あらゆるものが何十兆円、百兆円というビジネスとなる可能性がある。
そうなってくると大企業だけじゃなくて、中小企業とか今まで活躍してきた人達がもう一回活躍できるチャンスがあるわけです。
これだけ大きな夢のテーマっていうのは今ないんですね、日本に。世界にもないかもしれない。
だから、夢のテーマとしてみんなで大きく広げるべきなんですね。

小野 アナウンサー
ただ、私たち消費者にできることって?とりあえず今、値段が高いじゃないですか。

大林 さん
買えない。
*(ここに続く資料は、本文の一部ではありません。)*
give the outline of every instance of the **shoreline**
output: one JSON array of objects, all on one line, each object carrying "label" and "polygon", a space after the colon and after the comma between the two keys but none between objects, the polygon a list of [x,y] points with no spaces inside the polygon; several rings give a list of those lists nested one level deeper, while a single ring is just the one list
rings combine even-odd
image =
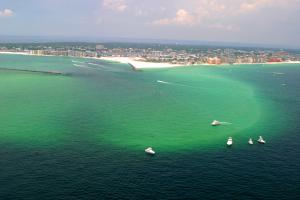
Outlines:
[{"label": "shoreline", "polygon": [[[0,51],[1,54],[7,55],[24,55],[24,56],[55,56],[55,55],[35,55],[27,52],[9,52],[9,51]],[[174,68],[174,67],[191,67],[191,66],[235,66],[235,65],[278,65],[278,64],[300,64],[300,61],[288,61],[288,62],[267,62],[267,63],[223,63],[223,64],[172,64],[172,63],[162,63],[162,62],[147,62],[141,58],[134,57],[70,57],[70,58],[84,58],[84,59],[95,59],[109,62],[116,62],[122,64],[130,65],[134,70],[140,69],[159,69],[159,68]]]},{"label": "shoreline", "polygon": [[208,63],[201,63],[201,64],[171,64],[171,63],[154,63],[154,62],[146,62],[146,61],[139,61],[134,60],[134,58],[130,57],[100,57],[95,58],[97,60],[104,60],[110,62],[118,62],[123,64],[129,64],[134,69],[146,69],[146,68],[171,68],[171,67],[190,67],[190,66],[235,66],[235,65],[277,65],[277,64],[300,64],[300,61],[289,61],[289,62],[267,62],[267,63],[223,63],[223,64],[208,64]]},{"label": "shoreline", "polygon": [[32,55],[32,54],[26,53],[26,52],[10,52],[10,51],[0,51],[0,54],[8,54],[8,55],[24,55],[24,56]]},{"label": "shoreline", "polygon": [[55,55],[36,55],[36,54],[27,53],[27,52],[11,52],[11,51],[0,51],[0,55],[1,54],[22,55],[22,56],[55,56]]}]

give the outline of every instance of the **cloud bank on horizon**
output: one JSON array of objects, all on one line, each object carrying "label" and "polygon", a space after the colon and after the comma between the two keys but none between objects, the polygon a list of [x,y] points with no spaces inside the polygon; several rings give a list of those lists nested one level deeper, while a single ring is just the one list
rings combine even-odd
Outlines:
[{"label": "cloud bank on horizon", "polygon": [[3,27],[0,35],[70,35],[295,45],[299,43],[299,19],[300,0],[0,2],[0,25]]},{"label": "cloud bank on horizon", "polygon": [[11,17],[14,15],[14,12],[11,9],[5,8],[4,10],[0,10],[0,17]]}]

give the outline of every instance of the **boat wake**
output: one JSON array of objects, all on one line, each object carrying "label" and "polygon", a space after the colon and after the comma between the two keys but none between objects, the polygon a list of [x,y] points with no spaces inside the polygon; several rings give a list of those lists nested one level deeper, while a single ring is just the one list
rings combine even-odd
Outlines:
[{"label": "boat wake", "polygon": [[91,63],[91,62],[89,62],[88,64],[89,64],[89,65],[94,65],[94,66],[98,66],[98,67],[104,67],[103,65],[100,65],[100,64],[96,64],[96,63]]},{"label": "boat wake", "polygon": [[275,75],[275,76],[276,75],[285,75],[285,73],[282,73],[282,72],[272,72],[272,74]]},{"label": "boat wake", "polygon": [[194,88],[194,89],[199,89],[199,87],[194,87],[191,85],[185,85],[185,84],[181,84],[181,83],[172,83],[172,82],[167,82],[167,81],[162,81],[162,80],[157,80],[157,83],[161,83],[161,84],[167,84],[167,85],[174,85],[174,86],[181,86],[181,87],[189,87],[189,88]]},{"label": "boat wake", "polygon": [[172,83],[170,83],[170,82],[161,81],[161,80],[157,80],[156,82],[157,82],[157,83],[162,83],[162,84],[172,84]]},{"label": "boat wake", "polygon": [[220,122],[221,125],[231,125],[232,123],[230,122]]},{"label": "boat wake", "polygon": [[72,63],[80,63],[80,64],[85,64],[85,62],[78,61],[78,60],[72,60]]}]

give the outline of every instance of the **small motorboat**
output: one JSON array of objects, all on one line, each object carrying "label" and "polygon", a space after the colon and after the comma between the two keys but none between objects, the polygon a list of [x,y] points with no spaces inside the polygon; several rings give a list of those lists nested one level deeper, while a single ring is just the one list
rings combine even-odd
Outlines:
[{"label": "small motorboat", "polygon": [[214,120],[212,123],[211,123],[212,126],[219,126],[221,125],[221,122],[217,121],[217,120]]},{"label": "small motorboat", "polygon": [[250,138],[249,140],[248,140],[248,144],[253,144],[253,140],[252,140],[252,138]]},{"label": "small motorboat", "polygon": [[147,149],[145,149],[145,152],[147,154],[150,154],[150,155],[154,155],[155,154],[155,151],[153,151],[152,147],[148,147]]},{"label": "small motorboat", "polygon": [[231,146],[233,144],[232,137],[229,137],[227,140],[227,146]]},{"label": "small motorboat", "polygon": [[266,141],[261,136],[259,136],[257,142],[260,144],[266,144]]}]

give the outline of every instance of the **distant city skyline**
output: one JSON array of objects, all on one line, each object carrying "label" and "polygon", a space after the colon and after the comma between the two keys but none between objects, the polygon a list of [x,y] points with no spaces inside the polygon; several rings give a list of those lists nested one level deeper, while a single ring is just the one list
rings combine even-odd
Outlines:
[{"label": "distant city skyline", "polygon": [[1,0],[0,35],[300,47],[300,0]]}]

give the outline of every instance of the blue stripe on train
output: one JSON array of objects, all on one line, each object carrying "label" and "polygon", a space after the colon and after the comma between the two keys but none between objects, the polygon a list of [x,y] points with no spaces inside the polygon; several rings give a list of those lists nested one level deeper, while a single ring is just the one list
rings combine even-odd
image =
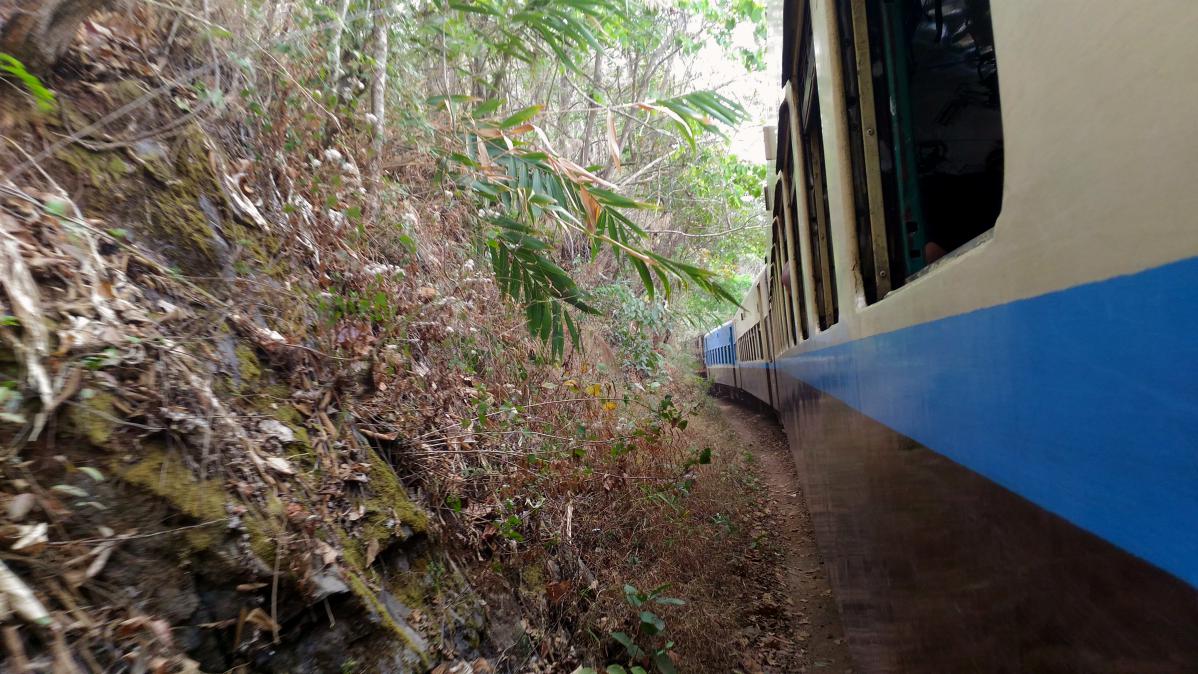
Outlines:
[{"label": "blue stripe on train", "polygon": [[1198,586],[1198,258],[779,367]]}]

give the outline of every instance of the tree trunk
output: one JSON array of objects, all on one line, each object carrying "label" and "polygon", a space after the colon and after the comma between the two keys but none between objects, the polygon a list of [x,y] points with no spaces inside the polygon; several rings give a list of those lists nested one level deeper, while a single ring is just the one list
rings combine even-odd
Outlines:
[{"label": "tree trunk", "polygon": [[49,70],[66,53],[79,24],[110,0],[28,0],[0,28],[0,52],[34,72]]},{"label": "tree trunk", "polygon": [[386,143],[385,99],[387,96],[387,6],[385,2],[373,3],[378,12],[374,16],[374,81],[370,86],[370,112],[374,115],[374,138],[370,152],[370,210],[377,216],[382,206],[380,191],[383,187],[383,149]]},{"label": "tree trunk", "polygon": [[[599,75],[603,73],[603,52],[595,52],[595,72],[591,75],[591,86],[599,86]],[[599,115],[599,106],[593,101],[587,103],[587,121],[582,125],[582,147],[578,148],[578,164],[586,166],[591,163],[591,145],[595,142],[591,130],[595,128],[595,118]]]},{"label": "tree trunk", "polygon": [[341,0],[337,9],[337,27],[333,29],[333,43],[329,46],[329,82],[333,91],[341,98],[341,35],[345,32],[345,17],[349,14],[349,0]]}]

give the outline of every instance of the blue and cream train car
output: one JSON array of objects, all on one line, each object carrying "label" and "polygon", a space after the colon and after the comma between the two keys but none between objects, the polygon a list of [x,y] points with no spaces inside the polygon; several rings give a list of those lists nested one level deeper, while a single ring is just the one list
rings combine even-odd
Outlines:
[{"label": "blue and cream train car", "polygon": [[703,364],[711,383],[736,388],[736,351],[732,339],[732,321],[703,335]]},{"label": "blue and cream train car", "polygon": [[1198,671],[1198,3],[783,21],[735,377],[857,669]]}]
何か出来ることってあるんですか?

佐々木 さん
もちろん国の方にも補助金をつけたりということで支援をいただいていますし、われわれは技術開発で何をやってるかというと、いかに安くいいものを作れるかっていうことをやっていますので、やっぱり車が売れ出す、エネファームが売れ出す、あともうちょっと大きな燃料電池が売れ出せばもっと安くいいものが買えるようになる。

片岡 解説委員
28兆円の化石燃料を外国から買っている状況は解消しないと危ないですよね。
水素はエネルギーの貴重な選択肢です。

佐々木 さん
1割でも2割でも減らせれば、そのお金でもっといいことができる、教育とか福祉とか。

町田 さん
われわれ消費者全員で応援していくっていうのが、まず最初でしょうね。

小野 アナウンサー
買えないまでも知ることということですね。ありがとうございました。